Aquel día Daniel había decidido que llegaría
tarde a la oficina. Quería que todos estuvieran ya en sus puestos de trabajo
para cuando él entrara por la puerta. Posiblemente su jefe ya tendría preparada
la bronca. Otra más. Pero a aquellas alturas no le importaba. Había tomado una
decisión.
―Daniel, la actitud que estás teniendo
últimamente no está justificada bajo ninguna circunstancia. Te advierto de que
tengo que informar al departamento de personal. Ya he intentado hablar contigo,
de tratar este asunto por las buenas. Pero tu reincidencia me obliga a tomar
otras medidas.
Efectivamente, cuando entró por la puerta,
todo el mundo parecía ocupar ya su lugar, como en una representación teatral
que, bajo su punto de vista, había estado demasiado tiempo en cartelera. Cuqui,
la recepcionista, se afanaba por no dejar marcas en la revista que ojeaba
mientras se pintaba las uñas. Apenas alzó los ojos y por supuesto no le dio los
buenos días. Sabía que no le caía bien.
―Es un raro. Nunca saluda. Siempre trae la
camisa arrugada. ¿Es que no tiene plancha? ¿Y los zapatos? ¡Ya podría comprarse
otros, por Dios, que esos los tiene desde que empezó a trabajar aquí!

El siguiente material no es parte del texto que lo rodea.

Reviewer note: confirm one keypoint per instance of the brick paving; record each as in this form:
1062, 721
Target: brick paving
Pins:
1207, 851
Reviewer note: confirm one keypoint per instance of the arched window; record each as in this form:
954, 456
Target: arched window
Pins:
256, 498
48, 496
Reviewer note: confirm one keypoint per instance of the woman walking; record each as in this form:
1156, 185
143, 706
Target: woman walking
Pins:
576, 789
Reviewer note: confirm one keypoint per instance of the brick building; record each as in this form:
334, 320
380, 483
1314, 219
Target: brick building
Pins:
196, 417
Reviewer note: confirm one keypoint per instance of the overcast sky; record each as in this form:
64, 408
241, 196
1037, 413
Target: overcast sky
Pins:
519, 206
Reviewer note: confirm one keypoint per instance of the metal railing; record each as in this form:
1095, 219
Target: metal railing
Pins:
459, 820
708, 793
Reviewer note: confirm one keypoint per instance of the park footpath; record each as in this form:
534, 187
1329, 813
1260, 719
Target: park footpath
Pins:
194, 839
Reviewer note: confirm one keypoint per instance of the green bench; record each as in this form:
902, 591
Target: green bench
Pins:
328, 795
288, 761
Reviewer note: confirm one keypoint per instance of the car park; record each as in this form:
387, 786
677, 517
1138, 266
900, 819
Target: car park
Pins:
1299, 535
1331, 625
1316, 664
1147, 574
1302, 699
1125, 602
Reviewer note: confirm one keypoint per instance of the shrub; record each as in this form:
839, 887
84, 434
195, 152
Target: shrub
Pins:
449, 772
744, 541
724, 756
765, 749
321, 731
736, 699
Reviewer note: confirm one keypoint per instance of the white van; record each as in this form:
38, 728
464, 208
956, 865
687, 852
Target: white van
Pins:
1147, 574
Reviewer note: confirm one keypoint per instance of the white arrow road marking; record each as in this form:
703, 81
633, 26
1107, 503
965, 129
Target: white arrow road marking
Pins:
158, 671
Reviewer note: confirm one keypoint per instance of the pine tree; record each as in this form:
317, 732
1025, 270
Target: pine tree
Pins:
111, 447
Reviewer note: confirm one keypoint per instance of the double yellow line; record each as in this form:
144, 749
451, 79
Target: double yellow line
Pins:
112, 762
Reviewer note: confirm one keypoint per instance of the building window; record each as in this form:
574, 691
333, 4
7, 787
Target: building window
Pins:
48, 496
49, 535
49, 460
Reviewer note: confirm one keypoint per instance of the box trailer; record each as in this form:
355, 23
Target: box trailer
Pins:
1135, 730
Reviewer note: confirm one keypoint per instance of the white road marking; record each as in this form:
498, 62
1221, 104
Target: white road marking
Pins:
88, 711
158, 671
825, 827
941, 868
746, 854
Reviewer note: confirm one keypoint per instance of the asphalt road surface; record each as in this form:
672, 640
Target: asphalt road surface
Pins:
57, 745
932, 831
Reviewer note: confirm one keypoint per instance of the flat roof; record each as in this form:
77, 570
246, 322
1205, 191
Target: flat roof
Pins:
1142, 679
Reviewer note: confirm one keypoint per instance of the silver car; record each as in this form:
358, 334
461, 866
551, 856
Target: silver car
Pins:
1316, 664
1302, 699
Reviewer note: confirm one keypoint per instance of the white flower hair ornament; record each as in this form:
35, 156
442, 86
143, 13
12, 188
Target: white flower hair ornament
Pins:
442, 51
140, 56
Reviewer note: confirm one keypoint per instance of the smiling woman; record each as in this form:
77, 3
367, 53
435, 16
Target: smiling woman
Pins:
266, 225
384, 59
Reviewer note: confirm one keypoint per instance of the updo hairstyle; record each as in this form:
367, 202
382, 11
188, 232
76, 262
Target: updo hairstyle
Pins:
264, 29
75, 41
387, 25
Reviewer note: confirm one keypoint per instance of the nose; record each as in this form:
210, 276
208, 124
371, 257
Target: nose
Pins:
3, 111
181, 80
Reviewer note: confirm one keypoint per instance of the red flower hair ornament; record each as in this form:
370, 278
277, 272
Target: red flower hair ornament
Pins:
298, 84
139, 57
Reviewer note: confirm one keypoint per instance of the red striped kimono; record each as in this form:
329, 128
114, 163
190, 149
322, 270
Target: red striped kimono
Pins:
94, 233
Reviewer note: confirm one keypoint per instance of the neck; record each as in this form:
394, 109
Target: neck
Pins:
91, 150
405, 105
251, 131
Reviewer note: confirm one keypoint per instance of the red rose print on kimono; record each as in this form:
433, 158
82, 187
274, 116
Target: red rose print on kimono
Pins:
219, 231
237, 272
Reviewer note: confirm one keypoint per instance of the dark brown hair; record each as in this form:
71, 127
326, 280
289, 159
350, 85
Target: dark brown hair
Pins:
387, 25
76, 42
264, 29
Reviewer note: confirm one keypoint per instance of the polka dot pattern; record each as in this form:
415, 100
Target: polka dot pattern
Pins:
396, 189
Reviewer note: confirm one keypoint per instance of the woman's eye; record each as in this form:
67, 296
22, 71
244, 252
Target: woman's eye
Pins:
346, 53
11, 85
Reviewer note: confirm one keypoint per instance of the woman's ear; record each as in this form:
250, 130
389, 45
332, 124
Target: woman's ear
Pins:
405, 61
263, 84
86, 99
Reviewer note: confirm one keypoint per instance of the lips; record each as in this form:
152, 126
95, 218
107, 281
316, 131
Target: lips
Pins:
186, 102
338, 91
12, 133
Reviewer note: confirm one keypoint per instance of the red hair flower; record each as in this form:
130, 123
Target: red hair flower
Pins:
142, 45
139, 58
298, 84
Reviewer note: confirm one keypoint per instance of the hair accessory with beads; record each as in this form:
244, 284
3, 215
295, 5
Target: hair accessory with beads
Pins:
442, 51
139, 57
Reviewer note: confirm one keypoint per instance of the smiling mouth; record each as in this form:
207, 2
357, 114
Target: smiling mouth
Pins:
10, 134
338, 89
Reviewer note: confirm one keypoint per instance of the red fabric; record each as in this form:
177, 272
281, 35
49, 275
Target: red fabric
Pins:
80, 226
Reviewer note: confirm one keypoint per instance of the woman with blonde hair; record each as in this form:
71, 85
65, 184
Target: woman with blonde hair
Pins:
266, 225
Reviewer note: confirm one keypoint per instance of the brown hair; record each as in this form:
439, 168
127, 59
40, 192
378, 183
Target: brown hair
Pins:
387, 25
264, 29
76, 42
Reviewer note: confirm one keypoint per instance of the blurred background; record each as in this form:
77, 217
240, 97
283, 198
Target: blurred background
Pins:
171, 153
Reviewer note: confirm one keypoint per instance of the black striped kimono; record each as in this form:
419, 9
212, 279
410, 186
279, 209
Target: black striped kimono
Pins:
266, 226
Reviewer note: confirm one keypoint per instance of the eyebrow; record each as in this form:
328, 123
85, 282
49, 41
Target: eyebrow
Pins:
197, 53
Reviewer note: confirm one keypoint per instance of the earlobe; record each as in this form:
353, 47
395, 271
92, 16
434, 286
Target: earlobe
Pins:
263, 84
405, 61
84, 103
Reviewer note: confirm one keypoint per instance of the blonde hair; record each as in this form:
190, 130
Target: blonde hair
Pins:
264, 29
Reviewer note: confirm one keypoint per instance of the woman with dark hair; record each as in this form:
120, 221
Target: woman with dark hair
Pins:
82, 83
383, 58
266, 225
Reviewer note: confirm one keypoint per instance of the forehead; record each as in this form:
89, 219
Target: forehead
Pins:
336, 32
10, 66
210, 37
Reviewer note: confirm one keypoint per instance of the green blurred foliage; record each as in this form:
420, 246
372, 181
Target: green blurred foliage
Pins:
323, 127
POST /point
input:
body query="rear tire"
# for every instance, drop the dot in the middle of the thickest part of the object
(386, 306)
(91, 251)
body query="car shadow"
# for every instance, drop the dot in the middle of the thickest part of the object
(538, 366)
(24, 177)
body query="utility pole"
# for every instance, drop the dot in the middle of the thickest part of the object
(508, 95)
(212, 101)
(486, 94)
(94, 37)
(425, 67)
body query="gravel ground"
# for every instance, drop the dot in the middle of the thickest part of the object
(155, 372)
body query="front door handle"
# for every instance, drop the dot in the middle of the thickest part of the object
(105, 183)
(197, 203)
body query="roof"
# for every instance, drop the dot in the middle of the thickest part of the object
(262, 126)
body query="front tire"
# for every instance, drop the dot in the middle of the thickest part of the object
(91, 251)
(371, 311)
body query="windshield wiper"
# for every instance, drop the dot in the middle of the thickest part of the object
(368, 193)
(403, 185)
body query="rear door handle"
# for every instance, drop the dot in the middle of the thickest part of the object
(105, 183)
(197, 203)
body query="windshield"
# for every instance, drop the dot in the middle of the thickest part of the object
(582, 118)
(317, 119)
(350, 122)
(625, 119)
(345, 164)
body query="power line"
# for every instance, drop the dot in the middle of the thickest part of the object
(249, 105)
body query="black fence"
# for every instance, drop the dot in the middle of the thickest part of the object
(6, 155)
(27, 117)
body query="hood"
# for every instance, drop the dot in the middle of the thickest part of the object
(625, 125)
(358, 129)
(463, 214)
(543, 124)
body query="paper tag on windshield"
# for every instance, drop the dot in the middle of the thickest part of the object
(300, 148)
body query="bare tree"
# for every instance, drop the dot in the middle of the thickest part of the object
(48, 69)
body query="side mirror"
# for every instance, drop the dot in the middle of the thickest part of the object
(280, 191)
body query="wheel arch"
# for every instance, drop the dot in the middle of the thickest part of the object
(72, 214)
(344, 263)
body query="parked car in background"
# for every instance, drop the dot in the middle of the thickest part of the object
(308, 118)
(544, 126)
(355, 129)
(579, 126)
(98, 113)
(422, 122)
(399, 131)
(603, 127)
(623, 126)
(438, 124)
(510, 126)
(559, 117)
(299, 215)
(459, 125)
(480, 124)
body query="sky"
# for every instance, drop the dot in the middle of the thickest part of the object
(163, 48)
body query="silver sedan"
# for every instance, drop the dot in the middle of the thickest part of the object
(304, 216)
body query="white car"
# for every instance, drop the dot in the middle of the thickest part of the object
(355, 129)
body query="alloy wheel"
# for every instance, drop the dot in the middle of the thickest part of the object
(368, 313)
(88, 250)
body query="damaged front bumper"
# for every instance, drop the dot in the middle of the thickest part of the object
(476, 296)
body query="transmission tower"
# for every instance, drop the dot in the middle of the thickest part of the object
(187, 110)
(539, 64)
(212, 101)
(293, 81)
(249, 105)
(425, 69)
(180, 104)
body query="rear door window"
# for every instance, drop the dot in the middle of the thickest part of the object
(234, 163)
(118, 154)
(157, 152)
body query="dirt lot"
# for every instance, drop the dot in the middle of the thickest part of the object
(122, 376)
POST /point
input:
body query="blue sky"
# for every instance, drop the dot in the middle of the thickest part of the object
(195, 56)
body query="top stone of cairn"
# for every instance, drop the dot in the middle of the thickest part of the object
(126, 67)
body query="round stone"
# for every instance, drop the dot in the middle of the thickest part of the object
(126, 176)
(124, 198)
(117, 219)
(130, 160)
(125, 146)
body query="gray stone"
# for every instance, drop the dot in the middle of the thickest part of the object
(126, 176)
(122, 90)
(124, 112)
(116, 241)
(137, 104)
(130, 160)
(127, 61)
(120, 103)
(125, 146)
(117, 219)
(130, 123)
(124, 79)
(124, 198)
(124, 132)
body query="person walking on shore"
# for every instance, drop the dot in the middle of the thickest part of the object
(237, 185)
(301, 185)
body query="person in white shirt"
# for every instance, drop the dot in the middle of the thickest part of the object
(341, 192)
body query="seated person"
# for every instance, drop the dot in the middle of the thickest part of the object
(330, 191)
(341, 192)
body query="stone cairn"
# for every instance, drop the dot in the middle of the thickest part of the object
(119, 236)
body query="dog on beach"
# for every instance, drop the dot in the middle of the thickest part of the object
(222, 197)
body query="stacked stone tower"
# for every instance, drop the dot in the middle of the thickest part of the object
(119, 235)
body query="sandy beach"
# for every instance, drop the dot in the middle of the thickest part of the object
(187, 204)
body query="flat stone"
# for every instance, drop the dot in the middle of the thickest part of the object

Como se había imaginado, todos estaban ya en
pie apenas pasó la recepción. Algunos lo miraban con espanto mientras se
retiraban. Otros parecían querer salir con urgencia por la puerta contraria, la
de emergencia. Los menos se habían ya arrodillado. Y a pesar de haber entrado
deprisa y con decisión, lo visualizaba todo como a cámara lenta, grabando en su
retina los rostros de conocidos y desconocidos, compañeros y jefes. Rebollos,
detrás del cristal de su despacho, había levantado el auricular del teléfono,
pero éste no había sonado. Tendría urgencia por hacer una llamada mientras
gotas de sudor resbalaban por su frente. Siempre le había considerado algo
mojigato y tragaldabas, aunque, para ser justos, era el único que en alguna
ocasión se había preocupado con sinceridad por él y su situación.
―Daniel, déjame que te dé un consejo: sigue
mi ejemplo. ¿Crees que yo he llegado hasta aquí siendo yo mismo? ¿Crees que a
uno le dan un despacho y unas responsabilidades soltando por la boca las perlas
con las que tú nos agasajas? ¡Vamos, hombre, despierta! Estamos en el siglo veintiuno.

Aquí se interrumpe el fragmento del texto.